Von HARTMUT NETZ
Fischerschöpfungstag war 2022 bereits am 12. März. An diesem Tag waren rechnerisch alle heimischen Fischressourcen verspeist. Wäre ausschließlich hierzulande gefangener oder gezüchteter Fisch im Handel, stünden die Konsumenten seitdem vor leeren Regalen. 14 Kilo Fisch und Meeresfrüchte essen die Deutschen im Schnitt pro Kopf und Jahr. Doch von den im Jahr 2020 konsumierten rund 1,2 Millionen Tonnen Wassergetier stammte nur knapp ein Fünftel aus eigener Produktion. Da stellt sich die Frage: Woher kommt der Rest?

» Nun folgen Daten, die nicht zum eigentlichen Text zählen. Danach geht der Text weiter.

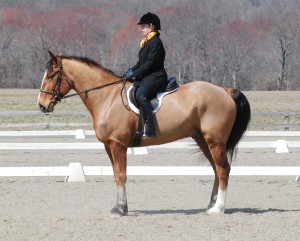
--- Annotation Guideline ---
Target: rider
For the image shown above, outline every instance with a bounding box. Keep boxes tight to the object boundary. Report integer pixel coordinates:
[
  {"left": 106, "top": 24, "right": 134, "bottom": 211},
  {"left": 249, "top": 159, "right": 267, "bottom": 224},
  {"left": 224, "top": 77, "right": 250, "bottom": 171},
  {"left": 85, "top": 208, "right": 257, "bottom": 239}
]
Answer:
[{"left": 124, "top": 12, "right": 168, "bottom": 136}]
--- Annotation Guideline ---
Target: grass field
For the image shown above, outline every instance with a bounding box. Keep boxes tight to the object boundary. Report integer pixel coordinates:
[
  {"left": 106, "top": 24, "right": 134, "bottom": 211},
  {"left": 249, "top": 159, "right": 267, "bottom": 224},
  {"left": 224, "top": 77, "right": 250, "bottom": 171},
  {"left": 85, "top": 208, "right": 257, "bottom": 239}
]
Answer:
[{"left": 0, "top": 89, "right": 300, "bottom": 130}]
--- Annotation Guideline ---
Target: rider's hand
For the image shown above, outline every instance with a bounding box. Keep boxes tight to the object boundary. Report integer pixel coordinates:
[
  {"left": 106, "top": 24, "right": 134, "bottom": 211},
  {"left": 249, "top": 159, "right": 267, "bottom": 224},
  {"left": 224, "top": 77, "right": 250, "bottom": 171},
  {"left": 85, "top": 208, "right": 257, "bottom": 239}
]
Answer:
[{"left": 123, "top": 69, "right": 133, "bottom": 79}]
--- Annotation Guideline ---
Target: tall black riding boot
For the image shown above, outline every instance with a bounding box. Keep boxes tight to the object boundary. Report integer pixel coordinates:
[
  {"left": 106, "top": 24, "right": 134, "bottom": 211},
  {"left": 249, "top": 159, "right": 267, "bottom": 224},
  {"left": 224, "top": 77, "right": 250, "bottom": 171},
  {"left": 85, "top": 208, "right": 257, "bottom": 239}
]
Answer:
[{"left": 137, "top": 98, "right": 155, "bottom": 137}]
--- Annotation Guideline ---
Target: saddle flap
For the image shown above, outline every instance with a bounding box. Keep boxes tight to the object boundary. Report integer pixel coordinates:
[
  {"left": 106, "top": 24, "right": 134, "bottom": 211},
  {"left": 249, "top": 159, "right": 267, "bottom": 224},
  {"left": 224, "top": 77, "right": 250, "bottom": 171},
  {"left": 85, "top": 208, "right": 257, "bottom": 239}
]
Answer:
[{"left": 127, "top": 77, "right": 179, "bottom": 115}]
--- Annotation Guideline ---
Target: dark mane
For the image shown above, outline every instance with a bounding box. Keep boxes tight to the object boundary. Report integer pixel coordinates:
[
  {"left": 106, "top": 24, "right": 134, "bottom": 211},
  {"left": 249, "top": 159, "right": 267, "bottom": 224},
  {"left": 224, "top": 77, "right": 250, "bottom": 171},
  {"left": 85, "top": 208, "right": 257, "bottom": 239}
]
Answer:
[{"left": 59, "top": 56, "right": 121, "bottom": 78}]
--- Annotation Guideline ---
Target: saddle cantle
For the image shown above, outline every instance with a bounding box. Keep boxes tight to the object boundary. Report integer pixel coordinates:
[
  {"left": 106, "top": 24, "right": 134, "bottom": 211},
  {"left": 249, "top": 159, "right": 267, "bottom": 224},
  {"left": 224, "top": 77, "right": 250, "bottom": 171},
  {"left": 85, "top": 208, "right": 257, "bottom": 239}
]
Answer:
[{"left": 126, "top": 77, "right": 179, "bottom": 115}]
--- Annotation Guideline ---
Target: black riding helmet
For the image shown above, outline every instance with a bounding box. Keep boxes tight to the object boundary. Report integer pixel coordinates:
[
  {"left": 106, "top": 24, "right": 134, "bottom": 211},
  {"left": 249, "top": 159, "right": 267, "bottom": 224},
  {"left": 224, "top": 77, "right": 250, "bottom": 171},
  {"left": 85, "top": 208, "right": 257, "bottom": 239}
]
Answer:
[{"left": 137, "top": 12, "right": 160, "bottom": 30}]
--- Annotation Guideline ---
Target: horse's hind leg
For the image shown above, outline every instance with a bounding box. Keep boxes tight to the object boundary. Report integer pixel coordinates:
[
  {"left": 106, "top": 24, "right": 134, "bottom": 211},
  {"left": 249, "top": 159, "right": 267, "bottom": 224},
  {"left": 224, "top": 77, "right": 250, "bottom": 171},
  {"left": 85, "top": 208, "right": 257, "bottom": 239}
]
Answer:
[
  {"left": 206, "top": 141, "right": 230, "bottom": 214},
  {"left": 194, "top": 135, "right": 230, "bottom": 214},
  {"left": 105, "top": 141, "right": 128, "bottom": 217}
]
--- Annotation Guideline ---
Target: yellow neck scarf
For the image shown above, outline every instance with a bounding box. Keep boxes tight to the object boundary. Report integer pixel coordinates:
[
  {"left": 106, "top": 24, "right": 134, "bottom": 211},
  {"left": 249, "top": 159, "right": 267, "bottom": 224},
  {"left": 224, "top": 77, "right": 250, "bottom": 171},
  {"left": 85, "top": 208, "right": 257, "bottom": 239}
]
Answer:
[{"left": 140, "top": 32, "right": 158, "bottom": 48}]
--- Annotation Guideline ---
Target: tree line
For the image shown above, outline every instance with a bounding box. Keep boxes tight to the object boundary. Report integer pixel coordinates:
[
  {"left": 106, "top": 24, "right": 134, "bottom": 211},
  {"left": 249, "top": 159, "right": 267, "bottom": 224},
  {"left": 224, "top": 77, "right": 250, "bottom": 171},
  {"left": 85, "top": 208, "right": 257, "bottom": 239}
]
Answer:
[{"left": 0, "top": 0, "right": 300, "bottom": 91}]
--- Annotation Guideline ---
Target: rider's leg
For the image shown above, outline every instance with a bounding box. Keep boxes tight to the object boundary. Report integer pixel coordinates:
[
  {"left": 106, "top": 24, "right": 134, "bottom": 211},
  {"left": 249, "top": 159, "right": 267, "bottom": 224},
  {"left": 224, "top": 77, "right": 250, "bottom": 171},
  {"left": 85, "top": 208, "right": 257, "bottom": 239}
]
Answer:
[{"left": 135, "top": 86, "right": 155, "bottom": 136}]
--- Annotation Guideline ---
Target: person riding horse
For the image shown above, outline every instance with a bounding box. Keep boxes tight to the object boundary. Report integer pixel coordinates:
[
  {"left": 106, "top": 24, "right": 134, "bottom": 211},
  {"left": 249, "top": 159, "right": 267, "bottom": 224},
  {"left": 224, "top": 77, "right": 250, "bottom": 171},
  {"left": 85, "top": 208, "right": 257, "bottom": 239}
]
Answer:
[{"left": 124, "top": 12, "right": 168, "bottom": 137}]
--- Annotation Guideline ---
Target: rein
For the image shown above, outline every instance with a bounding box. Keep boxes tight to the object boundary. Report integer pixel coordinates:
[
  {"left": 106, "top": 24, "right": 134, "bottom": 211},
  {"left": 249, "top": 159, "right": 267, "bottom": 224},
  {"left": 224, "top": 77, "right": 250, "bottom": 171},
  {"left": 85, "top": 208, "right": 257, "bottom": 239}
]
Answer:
[{"left": 40, "top": 65, "right": 130, "bottom": 110}]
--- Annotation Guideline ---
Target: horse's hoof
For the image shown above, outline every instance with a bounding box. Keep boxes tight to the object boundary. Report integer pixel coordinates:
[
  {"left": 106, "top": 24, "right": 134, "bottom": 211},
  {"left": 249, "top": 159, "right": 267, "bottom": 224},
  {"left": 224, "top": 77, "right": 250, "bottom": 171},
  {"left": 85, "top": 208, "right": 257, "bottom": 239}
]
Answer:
[
  {"left": 206, "top": 206, "right": 225, "bottom": 216},
  {"left": 110, "top": 205, "right": 128, "bottom": 218}
]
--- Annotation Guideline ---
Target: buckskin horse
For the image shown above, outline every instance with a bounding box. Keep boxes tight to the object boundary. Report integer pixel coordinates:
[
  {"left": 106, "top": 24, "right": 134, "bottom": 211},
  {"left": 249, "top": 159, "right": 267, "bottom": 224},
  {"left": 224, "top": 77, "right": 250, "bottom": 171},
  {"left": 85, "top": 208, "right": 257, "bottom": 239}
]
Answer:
[{"left": 38, "top": 51, "right": 251, "bottom": 216}]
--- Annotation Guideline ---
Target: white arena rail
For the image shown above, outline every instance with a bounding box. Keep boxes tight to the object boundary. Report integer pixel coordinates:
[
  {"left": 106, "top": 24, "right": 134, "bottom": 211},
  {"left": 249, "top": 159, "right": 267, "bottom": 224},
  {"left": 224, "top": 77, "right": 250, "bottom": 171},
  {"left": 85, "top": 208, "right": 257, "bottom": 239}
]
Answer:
[
  {"left": 0, "top": 162, "right": 300, "bottom": 182},
  {"left": 0, "top": 130, "right": 300, "bottom": 182}
]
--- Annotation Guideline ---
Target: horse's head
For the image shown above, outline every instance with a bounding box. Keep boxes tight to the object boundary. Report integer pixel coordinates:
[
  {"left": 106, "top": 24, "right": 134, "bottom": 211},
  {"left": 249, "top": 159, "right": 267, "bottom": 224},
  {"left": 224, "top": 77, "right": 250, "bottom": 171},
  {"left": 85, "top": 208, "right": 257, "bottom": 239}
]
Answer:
[{"left": 38, "top": 51, "right": 71, "bottom": 113}]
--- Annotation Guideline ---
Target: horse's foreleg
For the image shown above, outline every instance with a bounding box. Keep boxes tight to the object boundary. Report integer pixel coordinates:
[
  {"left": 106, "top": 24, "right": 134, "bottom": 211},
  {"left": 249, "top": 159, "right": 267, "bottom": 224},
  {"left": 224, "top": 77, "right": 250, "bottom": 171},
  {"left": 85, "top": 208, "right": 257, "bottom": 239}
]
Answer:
[
  {"left": 106, "top": 141, "right": 128, "bottom": 217},
  {"left": 206, "top": 143, "right": 230, "bottom": 214}
]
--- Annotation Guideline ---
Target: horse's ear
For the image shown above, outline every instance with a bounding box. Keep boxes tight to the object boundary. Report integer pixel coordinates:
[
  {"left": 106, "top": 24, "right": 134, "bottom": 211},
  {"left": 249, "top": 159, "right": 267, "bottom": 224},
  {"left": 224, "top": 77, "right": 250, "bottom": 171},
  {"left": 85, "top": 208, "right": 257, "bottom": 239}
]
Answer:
[{"left": 48, "top": 51, "right": 57, "bottom": 63}]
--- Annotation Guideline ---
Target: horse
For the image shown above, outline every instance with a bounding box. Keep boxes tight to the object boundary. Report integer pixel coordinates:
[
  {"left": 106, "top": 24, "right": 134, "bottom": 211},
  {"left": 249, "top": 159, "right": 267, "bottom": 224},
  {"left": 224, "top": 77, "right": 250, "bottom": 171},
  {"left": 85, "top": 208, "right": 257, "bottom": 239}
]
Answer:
[{"left": 38, "top": 51, "right": 251, "bottom": 217}]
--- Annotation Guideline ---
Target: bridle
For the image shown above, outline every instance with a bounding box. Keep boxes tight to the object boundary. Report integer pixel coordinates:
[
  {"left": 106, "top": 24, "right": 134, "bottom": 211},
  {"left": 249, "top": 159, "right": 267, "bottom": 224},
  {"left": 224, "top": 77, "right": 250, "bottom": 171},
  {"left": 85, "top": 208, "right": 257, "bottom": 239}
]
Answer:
[{"left": 40, "top": 65, "right": 129, "bottom": 109}]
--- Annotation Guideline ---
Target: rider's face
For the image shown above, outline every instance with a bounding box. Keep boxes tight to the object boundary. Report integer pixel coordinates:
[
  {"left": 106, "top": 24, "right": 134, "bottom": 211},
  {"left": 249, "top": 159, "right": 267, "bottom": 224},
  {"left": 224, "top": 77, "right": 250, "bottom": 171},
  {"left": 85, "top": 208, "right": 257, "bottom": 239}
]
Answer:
[{"left": 140, "top": 23, "right": 152, "bottom": 36}]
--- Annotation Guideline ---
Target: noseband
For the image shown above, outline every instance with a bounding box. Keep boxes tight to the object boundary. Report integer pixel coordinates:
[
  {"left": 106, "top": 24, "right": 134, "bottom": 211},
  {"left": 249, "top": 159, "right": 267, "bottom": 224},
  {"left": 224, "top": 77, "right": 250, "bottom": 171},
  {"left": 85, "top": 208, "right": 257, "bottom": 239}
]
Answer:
[
  {"left": 40, "top": 62, "right": 129, "bottom": 109},
  {"left": 40, "top": 65, "right": 66, "bottom": 102}
]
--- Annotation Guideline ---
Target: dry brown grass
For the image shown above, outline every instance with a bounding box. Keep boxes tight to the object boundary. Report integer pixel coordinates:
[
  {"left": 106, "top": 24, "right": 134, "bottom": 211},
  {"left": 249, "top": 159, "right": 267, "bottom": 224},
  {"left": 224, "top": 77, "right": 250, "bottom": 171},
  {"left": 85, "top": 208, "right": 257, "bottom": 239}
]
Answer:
[{"left": 0, "top": 89, "right": 300, "bottom": 130}]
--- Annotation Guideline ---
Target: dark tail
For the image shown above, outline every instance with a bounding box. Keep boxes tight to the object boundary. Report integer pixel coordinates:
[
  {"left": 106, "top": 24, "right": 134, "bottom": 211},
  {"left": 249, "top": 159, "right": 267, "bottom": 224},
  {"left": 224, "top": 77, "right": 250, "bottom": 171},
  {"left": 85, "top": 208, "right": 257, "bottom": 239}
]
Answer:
[{"left": 226, "top": 89, "right": 251, "bottom": 161}]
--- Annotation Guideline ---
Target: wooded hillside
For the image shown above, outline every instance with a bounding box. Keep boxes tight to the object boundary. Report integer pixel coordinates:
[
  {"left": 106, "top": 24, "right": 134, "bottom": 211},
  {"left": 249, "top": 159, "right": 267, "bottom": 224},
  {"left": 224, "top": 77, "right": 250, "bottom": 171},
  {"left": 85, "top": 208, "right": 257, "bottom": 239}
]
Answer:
[{"left": 0, "top": 0, "right": 300, "bottom": 90}]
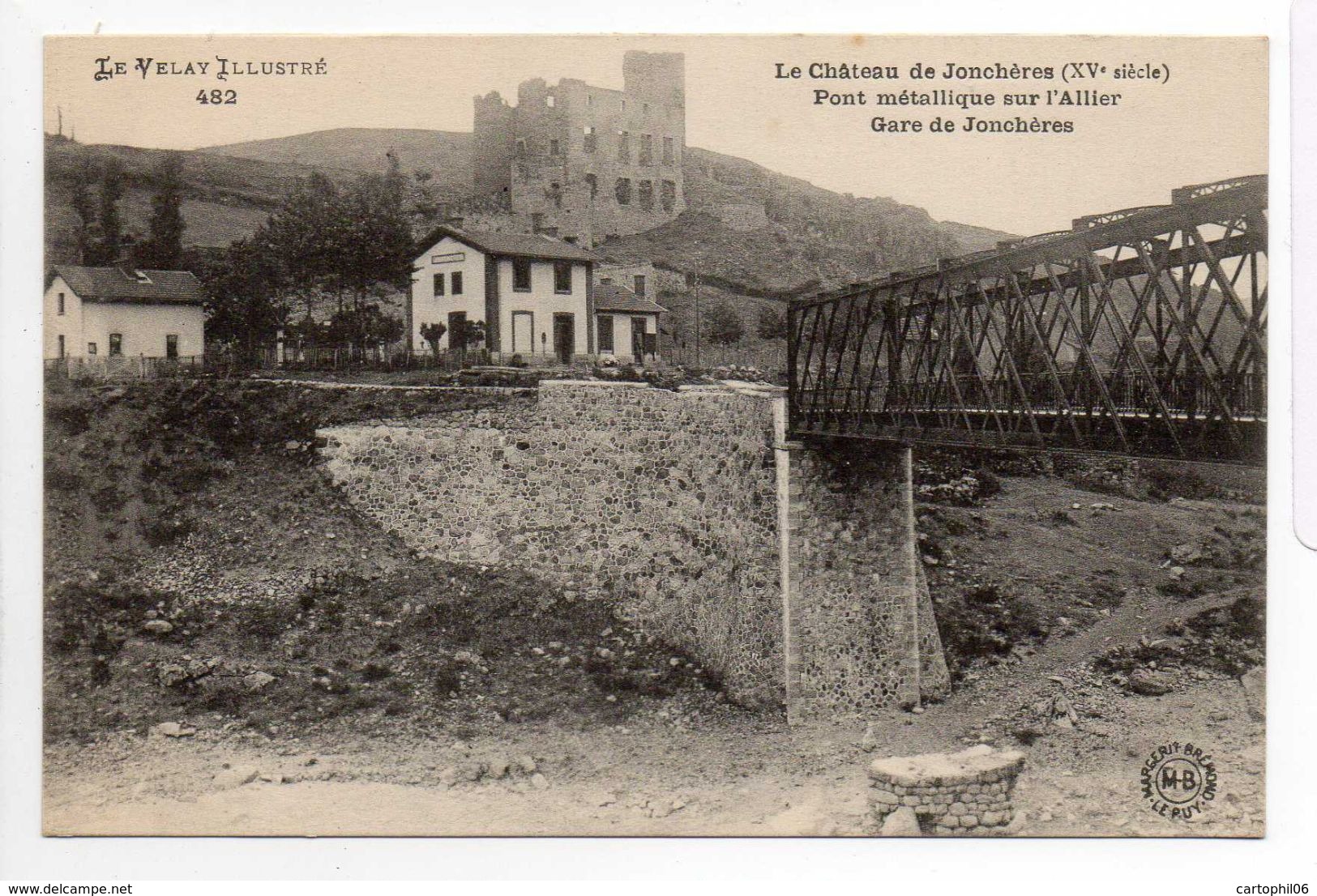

Weit über zwei Drittel des hierzulande verzehrten Fischs stammt aus dem Meer. Der deutsche Konsum stagniert seit Jahren, doch weltweit ist der Fischhunger gestiegen. Unter anderem, weil sich die Weltbevölkerung seit 1970 mehr als verdoppelt hat – und das vor allen in Regionen, wo seit jeher viel Fisch auf den Tisch kommt. Im gleichen Zeitraum hat sich Fischfang zur globalen Industrie entwickelt. Rund 4,5 Millionen Fangschiffe, kleine und große, motorisierte und unmotorisierte, beteiligen sich laut der Welternährungsorganisation FAO an der Jagd auf Wildfisch.
Darunter sind auch bis zu 140 Meter lange Riesentrawler, auf denen der Fang sofort verarbeitet und eingefroren wird. Solche schwimmenden Fischfabriken machen zwar nur ein Prozent der globalen Fangflotte aus, sacken jedoch rund die Hälfte der weltweiten Fangmenge ein – moderne Technik macht es möglich. Dank GPS steuern sie die Fischgründe präzise an, orten per Echolot Bonito-, Herings-, Makrelen- oder Sardinenschwärme und fangen mit gigantischen Netzen und kilometerlangen, mit Tausenden beköderten Haken gespickten Leinen in kürzester Zeit riesige Mengen Fisch.
Doch der Reichtum der Meere geht zur Neige. Trotz immer weiter verfeinerter Technik stagniert die weltweite Fangmenge seit Anfang der 1990er-Jahre bei rund 80 Millionen Tonnen. Laut FAO werden etwa 60 Prozent der Wildfischbestände maximal befischt – eine Steigerung ist nicht mehr möglich. Ein gutes Drittel ist sogar überfischt oder bereits kollabiert. Hinzu kommt der Klimawandel, der die Fischbestände laut einer Studie der Umweltstiftung WWF in den kommenden Jahrzehnten um bis zu einem Fünftel dezimieren könnte. Bereits heute deckt Wildfang weniger als die Hälfte des weltweiten Fischbedarfs. Die größere Hälfte kommt aus Fischzuchten an Land oder aus Netzgehegen im Meer –mit steigender Tendenz.
Riesige Aquakulturen in Asien
Aquakultur, wie Fischzucht auch genannt wird, hat ihren Schwerpunkt in Asien, wo über 90 Prozent aller Fische, Algen und Meeresfrüchte gezüchtet werden. Führend ist China, von wo über die Hälfte der weltweiten Produktion stammt. Zwar lebt der Großteil der chinesischen Zuchtfische von Süßwasser, doch seit den 80er-Jahren fördert die Regierung vehement Aquafarming von Meeresarten wie Muscheln, Schnecken, Garnelen, Doraden oder Zackenbarschen.Die Küste vor der Stadt Ningde im Südchinesischen Meers hat sich in den vergangenen 20 Jahren zu einem der weltweit größten Aquakultur-Zentren für Fisch und Algen entwickelt. Auch südostasiatische Staaten wie Vietnam, Indonesien oder die Philippinen betreiben große Aquakulturen. An ihren Küsten reiht sich kilometerweit Becken an Becken.